POLK COUNTY, Fla. — Editor's Note: The video in the player above is from when Mosaic's New Wales facility received a permit to expand on Oct. 15.
After quietly being given the go-ahead by the Florida Department of Environmental Protection to expand its gypsum stack at its New Wales facility, Mosaic is having to pump the brakes.
The FDEP says information indicated "multiple acoustic detections," otherwise known as seismic activity, at the site of the company's south gypsum stack from Oct. 8-18.
The discovery means gypsum stacking operations can't proceed in the "Phase III East area" until the FDEP determines no additional stabilization is needed. It's unclear how long that process could take.
The report caused the FDEP to send a letter on Oct. 21 to Mosaic addressing the subsurface activity detected at the New Wales facility.
In the letter, the FDEP states that both its regulatory staff and the state geologist conducted a review of the information provided on the seismic monitoring at the south gypstack which "indicates the presence of a subsurface condition that has the potential to adversely affect the integrity of the phosphogypsum stack."
According to the department's spokesperson, there is no indication that a sinkhole has occurred in the area or that there are concerns about the structural integrity of the gypsum stack.
"The department has also emphasized to Mosaic that the follow-up exploratory drilling, along with any additional steps needed to further investigate this subsurface condition, must be completed as expeditiously as possible to ensure that the environment, our water resources and Florida residents are properly protected," Alexandra Kuchta said in an email to 10 Tampa Bay.
Florida Agriculture Commissioner Nikki Fried also chimed in on the situation on Twitter saying, "This is exactly why I’ve been calling on the Florida Department of Environmental Protection to deny any new permits or expansions of gypsum stacks in Florida — the risks are too damn high."
News of the expansion at Mosaic’s New Wales facility has critics concerned.
In 2016, a sinkhole opened up at one of the facility's gypsum stacks, allowing more than 200 million gallons of contaminated water to seep into Florida’s aquifer.
A well-organized social media campaign, including a new generation of people made aware of the risks posed by gypsum stacks following the more recent breach at Piney Point, also opposed the expansion.
“Look, if we’re downstream from this, we have to worry about this,” said Gil Smart with Friends of the Everglades in an earlier interview. “If this is going to impact the aquifer what’s that going to do to our water, that sort of thing.”

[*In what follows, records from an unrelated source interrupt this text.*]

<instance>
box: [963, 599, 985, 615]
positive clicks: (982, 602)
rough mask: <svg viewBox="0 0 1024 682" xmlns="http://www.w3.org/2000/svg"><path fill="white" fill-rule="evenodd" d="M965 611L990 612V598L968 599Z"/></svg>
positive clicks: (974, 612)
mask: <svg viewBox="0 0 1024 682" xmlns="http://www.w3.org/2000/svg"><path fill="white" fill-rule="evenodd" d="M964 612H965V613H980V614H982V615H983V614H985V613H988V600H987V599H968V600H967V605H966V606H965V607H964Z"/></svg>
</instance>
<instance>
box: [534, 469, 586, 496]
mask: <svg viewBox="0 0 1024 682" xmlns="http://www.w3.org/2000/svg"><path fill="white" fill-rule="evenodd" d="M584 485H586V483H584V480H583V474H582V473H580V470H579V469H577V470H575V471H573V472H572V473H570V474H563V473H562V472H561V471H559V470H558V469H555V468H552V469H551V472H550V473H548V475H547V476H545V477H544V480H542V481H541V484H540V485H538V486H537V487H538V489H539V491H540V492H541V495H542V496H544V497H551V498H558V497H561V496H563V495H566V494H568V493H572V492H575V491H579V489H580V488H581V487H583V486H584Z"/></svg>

But the company says it’s taking safety to a new level.
“There’s just a lot of things in this permit that hasn’t been in our permits in years past,” Sarah Fedorchuk, Mosaic's vice president of governmental and public affairs, said last week.
As a result of the 2016 incident, Mosaic said it continues to test and monitor water quality in the area surrounding the New Wales facility and has committed to doing so for years to come.
Operations at the newly permitted part of the site will likely start in about a year with the capacity to store waste product for another five to six years beyond that, the company said.